Zimbabwe’s Informal Market Rejects New Currency, Defaults to US Dollar
Uncertainty plagues Zimbabwe’s economic landscape as the informal sector, a critical driver of the nation’s economy, refuses to accept the local RTGS dollar. This comes amidst the delayed launch of the new gold-backed currency, ZiG, originally planned for April 8th but now postponed until April 30th.
Zimbabwe’s informal traders, representing an estimated 75% of national employment, have stopped accepting the RTGS dollar due to concerns about its declining value. This leaves the US dollar as the dominant currency in the market.
Economist Happy Zengeni criticizes the implementation of the new currency. “New measures should inspire stability and lower inflation,” he explains. “Discipline and sincerity are crucial throughout the process. Ordinary citizens lack the means to inject liquidity; that responsibility lies with the authorities who need to be transparent.”

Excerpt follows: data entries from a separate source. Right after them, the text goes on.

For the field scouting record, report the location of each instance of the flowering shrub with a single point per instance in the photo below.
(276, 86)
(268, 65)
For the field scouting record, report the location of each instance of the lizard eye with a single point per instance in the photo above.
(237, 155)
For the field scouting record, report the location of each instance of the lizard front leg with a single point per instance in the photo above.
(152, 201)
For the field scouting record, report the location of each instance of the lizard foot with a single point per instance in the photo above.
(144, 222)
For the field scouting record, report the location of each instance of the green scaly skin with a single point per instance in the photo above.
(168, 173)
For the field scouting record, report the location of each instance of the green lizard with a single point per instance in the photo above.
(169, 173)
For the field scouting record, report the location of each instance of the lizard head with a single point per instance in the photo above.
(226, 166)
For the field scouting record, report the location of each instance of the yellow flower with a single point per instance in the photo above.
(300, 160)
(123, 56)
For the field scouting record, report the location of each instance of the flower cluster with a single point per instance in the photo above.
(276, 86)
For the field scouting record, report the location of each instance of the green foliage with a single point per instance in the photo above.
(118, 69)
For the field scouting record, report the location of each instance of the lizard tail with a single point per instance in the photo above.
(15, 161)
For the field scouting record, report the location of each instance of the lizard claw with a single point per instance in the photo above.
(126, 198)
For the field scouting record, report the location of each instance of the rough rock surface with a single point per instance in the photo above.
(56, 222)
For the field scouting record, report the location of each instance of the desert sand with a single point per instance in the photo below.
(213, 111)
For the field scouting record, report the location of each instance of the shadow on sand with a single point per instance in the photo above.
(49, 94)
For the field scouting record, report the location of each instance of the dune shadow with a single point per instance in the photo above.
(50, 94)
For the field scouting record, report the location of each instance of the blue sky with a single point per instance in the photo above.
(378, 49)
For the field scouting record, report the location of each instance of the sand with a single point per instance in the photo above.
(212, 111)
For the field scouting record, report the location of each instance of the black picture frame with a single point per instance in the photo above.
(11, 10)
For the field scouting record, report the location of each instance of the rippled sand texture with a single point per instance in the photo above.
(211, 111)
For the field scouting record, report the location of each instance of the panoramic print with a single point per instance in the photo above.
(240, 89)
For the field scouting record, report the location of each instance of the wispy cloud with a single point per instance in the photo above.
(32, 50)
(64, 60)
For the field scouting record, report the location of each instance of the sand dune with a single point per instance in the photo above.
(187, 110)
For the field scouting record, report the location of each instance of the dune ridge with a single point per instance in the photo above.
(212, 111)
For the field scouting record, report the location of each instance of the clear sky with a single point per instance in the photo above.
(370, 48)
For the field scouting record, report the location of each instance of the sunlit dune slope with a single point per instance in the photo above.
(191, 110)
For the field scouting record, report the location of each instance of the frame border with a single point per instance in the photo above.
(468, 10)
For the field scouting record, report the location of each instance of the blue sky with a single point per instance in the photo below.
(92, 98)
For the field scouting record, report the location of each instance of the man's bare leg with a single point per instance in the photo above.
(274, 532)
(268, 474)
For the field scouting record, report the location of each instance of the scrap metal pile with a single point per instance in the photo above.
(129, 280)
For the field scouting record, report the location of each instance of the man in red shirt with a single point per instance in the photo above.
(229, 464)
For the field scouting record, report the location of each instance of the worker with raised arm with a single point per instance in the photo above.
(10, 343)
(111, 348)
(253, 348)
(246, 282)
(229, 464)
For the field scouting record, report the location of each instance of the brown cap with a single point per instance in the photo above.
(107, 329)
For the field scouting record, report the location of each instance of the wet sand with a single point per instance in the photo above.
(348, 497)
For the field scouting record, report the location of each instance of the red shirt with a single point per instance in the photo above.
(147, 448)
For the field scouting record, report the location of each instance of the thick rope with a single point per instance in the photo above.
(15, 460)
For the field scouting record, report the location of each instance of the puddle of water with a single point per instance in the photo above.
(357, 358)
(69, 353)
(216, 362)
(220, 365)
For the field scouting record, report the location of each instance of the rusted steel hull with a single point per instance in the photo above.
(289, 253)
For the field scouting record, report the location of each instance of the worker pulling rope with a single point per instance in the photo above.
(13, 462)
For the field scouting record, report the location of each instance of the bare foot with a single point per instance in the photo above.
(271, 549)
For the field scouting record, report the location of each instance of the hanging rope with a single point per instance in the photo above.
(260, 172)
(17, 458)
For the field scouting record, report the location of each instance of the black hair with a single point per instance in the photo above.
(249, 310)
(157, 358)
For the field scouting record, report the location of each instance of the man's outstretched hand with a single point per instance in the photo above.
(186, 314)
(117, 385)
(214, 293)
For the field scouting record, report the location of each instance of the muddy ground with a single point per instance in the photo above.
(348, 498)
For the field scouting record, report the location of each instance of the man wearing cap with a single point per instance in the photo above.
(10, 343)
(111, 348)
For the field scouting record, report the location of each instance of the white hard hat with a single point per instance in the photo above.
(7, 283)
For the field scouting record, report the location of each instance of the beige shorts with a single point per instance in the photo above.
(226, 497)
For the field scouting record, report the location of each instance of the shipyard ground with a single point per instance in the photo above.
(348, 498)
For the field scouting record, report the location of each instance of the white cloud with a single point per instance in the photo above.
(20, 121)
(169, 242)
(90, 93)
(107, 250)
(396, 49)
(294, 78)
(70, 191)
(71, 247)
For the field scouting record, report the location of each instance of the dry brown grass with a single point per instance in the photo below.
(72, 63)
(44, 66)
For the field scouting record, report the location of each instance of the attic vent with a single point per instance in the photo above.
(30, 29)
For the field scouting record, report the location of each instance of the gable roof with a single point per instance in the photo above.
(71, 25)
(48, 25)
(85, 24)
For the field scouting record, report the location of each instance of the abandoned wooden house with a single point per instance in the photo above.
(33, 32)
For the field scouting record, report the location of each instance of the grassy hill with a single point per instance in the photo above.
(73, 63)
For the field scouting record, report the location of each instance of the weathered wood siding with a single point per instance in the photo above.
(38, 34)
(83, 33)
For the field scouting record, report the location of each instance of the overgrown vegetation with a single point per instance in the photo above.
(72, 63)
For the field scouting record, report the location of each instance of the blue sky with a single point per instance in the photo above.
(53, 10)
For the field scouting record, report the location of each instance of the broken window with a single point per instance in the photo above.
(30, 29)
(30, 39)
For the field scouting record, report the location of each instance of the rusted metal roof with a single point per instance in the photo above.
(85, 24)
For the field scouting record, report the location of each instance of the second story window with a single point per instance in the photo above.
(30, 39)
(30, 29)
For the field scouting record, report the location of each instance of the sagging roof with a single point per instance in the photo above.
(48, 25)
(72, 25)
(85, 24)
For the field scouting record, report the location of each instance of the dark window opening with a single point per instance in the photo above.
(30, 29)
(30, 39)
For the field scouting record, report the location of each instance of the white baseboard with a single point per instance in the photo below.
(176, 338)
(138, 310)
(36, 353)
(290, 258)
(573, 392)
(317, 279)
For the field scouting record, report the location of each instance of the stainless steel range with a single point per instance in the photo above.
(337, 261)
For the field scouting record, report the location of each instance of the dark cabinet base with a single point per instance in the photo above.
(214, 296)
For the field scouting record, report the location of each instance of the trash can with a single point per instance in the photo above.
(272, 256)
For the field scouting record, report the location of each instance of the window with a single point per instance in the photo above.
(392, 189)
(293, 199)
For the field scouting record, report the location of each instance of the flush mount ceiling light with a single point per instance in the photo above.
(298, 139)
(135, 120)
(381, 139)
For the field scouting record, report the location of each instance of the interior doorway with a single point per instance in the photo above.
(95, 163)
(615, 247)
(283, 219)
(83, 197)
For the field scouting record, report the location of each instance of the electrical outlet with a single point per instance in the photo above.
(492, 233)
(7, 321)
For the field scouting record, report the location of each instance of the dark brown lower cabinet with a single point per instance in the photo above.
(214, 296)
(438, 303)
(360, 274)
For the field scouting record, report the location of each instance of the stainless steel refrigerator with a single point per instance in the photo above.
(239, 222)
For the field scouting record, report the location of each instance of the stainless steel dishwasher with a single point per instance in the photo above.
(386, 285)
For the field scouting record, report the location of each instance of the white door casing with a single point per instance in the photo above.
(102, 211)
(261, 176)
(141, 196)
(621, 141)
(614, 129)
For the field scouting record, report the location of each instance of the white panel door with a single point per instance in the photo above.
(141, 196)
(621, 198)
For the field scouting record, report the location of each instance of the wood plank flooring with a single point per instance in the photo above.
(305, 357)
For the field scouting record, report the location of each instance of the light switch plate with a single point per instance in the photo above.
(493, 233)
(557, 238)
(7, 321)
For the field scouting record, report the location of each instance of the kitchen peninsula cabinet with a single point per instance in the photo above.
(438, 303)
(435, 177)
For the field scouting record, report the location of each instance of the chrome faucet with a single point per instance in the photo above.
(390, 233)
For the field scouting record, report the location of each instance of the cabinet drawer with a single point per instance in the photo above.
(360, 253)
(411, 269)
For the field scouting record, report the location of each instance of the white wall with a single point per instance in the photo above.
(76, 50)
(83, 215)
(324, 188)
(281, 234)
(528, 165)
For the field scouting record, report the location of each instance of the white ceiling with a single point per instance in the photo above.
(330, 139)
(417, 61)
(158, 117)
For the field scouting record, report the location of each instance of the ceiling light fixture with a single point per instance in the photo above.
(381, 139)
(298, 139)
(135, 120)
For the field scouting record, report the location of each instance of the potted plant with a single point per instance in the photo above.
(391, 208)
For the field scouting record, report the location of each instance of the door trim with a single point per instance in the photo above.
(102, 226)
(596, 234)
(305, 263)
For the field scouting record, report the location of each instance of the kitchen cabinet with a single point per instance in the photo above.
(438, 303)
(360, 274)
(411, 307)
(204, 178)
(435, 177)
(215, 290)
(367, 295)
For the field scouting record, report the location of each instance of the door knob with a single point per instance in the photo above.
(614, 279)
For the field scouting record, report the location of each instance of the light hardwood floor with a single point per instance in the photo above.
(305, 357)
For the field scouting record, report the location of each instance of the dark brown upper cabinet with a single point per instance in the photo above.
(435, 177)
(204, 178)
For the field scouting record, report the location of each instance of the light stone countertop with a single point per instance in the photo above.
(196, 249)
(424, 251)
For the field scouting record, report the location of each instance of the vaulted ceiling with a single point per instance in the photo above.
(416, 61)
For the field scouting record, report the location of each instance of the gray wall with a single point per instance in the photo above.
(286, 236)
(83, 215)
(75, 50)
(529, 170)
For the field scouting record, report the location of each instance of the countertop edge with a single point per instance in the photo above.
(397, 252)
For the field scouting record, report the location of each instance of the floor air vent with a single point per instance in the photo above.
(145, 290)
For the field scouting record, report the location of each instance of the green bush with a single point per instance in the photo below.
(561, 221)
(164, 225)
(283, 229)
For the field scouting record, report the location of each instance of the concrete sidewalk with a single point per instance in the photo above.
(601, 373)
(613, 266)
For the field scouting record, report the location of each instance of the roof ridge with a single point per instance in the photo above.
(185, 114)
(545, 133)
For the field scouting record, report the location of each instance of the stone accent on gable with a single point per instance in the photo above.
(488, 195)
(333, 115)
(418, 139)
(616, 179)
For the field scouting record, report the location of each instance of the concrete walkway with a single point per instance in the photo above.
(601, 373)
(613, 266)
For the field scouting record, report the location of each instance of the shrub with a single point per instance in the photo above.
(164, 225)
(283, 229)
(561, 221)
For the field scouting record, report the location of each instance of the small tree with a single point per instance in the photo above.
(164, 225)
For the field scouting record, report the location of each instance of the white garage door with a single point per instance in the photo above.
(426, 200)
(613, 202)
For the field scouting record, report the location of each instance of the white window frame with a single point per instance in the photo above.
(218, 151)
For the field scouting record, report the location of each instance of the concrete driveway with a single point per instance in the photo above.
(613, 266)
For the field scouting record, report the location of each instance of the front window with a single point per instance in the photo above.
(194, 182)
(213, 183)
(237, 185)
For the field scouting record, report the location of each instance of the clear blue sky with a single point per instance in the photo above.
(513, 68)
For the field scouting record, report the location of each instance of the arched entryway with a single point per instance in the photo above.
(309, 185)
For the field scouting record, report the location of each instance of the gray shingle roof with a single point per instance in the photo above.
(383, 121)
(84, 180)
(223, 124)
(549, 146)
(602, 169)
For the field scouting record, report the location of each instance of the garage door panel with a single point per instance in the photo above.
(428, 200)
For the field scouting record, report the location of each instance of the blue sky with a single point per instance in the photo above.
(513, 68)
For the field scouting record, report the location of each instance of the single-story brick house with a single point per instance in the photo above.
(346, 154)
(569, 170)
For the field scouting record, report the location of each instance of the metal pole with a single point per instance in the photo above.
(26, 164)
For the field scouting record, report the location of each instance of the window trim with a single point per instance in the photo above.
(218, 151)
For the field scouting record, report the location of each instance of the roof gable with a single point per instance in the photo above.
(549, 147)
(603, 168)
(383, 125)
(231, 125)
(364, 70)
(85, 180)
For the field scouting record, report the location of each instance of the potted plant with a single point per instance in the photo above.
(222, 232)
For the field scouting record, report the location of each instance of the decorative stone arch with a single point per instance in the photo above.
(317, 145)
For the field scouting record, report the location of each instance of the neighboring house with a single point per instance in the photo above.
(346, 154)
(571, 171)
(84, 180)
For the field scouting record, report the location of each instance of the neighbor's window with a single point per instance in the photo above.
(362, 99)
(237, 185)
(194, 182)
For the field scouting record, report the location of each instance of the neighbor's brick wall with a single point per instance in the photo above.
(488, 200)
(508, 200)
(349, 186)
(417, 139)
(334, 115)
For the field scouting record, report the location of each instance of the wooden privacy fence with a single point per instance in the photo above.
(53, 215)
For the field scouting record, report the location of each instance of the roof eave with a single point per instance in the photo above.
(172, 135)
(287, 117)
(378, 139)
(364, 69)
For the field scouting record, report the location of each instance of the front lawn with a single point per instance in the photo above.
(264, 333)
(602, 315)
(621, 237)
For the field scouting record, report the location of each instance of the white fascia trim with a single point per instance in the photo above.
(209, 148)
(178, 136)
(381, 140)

Prior to the ZiG announcement, the exchange rate stood at 28,720 RTGS dollars to 1 US dollar. Everyday people, like street vendor Mildred Mapfumo, express their despair. “I rely on selling fruits to pay for my children’s education,” she says. “I saved RTGS dollars, but now they’re worthless. I have no idea how I’ll manage.”
Zimbabwe has a history of volatile currency. The RTGS dollar, soon to be phased out, followed the bearer cheques. Citizens remain deeply concerned about the ability of the new ZiG currency to curb the nation’s rampant inflation.
With the informal market, a pillar of the Zimbabwean economy, rejecting the RTGS dollar and the delayed launch of the ZiG, the country’s economic future remains uncertain. Only time will tell if the ZiG can restore stability and confidence in Zimbabwe’s financial system.